At the end of July, the S.C. Department of Transportation reported having $269 million in collective cash balances in its non-federal aid and highway funds, department records publicly released last week show.
But as of Aug. 17, the $1.84 billion agency had nearly $518.7 million in total cash balances – close to double what was presented at a DOT Commission workshop meeting on Thursday – according to separate records provided to The Nerve by the state Comptroller General’s Office.
Since fiscal 2012, DOT’s total ratified budget, which includes state, federal and “other” funds, has grown by $708 million, or about 54 percent when adjusted for inflation, state budget records show.
Earlier this year, Gov. Nikki Haley and lawmakers offered their own proposals to hike the state’s gasoline tax to address road and bridge needs in South Carolina, though nothing was passed before the Legislature adjourned in July.
The Nerve after Thursday’s workshop meeting sent written messages to DOT spokesman Pete Poore seeking an explanation for the discrepancy between DOT and comptroller general records on recent cash balances, but received no response by publication of this story.
The same day the DOT Commission held its workshop and regular monthly meetings, Comptroller General Richard Eckstrom announced his agency’s year-end financial report for the state’s general fund. That report shows DOT carried over nearly $31 million in unspent general funds into this fiscal year, which started July 1.
In comparison, the agency recently had much smaller general-fund reserves to start the fiscal year. DOT, for example, carried forward about $650,000 in general funds into fiscal 2014, which started July 1, 2013, comptroller general records show.
Lawmakers in June 2013 passed a transportation funding bill (Act 98) that requires, among other things, DOT to annually transfer $50 million in “nontax sources” – presumably to be appropriated by the General Assembly – to the State Transportation Infrastructure Bank to “finance bridge replacement, rehabilitation projects, and expansion and improvements to existing mainline interstates.”
The Infrastructure Bank, which is governed by a board that includes Senate President Pro Tempore Hugh Leatherman, R-Florence, over the years has funneled several billion dollars to select counties for large transportation projects that critics contend were based more on political considerations than on objective criteria.
Eckstrom’s year-end financial report for fiscal 2015 showed that DOT had $93.1 million in “adjusted authorizations” in general funds and $62.2 million in general fund expenditures, leaving $30.9 million to carry forward into this fiscal year.
And that amount doesn’t include “other” fund reserves that likely were available at the start of this fiscal year. Of the agency’s total current $1.84 billion ratified budget, $1.57 billion is listed in other funds, which includes the state gasoline tax, according to records from the state Revenue and Fiscal Affairs Office (RFA).
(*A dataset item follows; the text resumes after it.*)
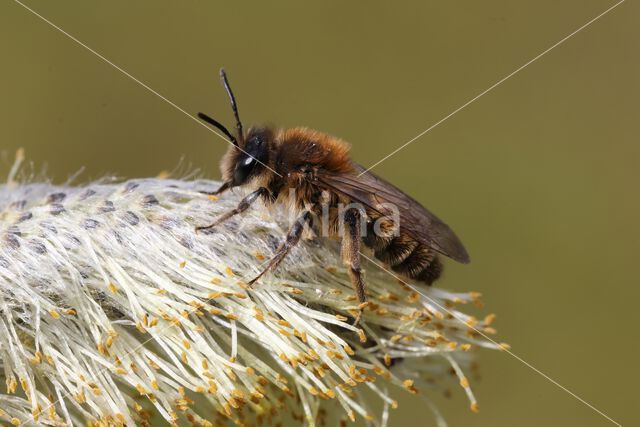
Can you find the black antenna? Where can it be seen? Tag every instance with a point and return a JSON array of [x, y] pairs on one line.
[[234, 106], [218, 125]]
DOT carried over nearly $93 million in other funds into fiscal 2013 – the last year for which records were publicly available. The Nerve last week asked the RFA for the amount of other-fund DOT reserves at the start of this fiscal year but was informed through a spokeswoman to contact the state Executive Budget Office, which is part of the new Department of Administration under Haley’s control.
The Nerve recently sent several written requests to department spokesman Brian Gaines for other-fund DOT reserves but did not receive any specifics by publication of this story. On Thursday, The Nervesubmitted a formal request under the S.C. Freedom of Information Act for those records.
Records presented at last week’s DOT Commission workshop meeting listed a total of $1.36 billion in state construction projects as of July 10, of which $482 million, or 35 percent, had been completed.
“One of the things we’ve learned over the last several years is that it would be very beneficial to us to increase the pipeline of projects being developed so that when resources are allocated, we’re quickly able to deploy those funds and actually have dirt turning on projects,” Acting DOT Secretary Christy Hall told commissioners. “We need to start earlier, and we need to start more projects in the development phase.”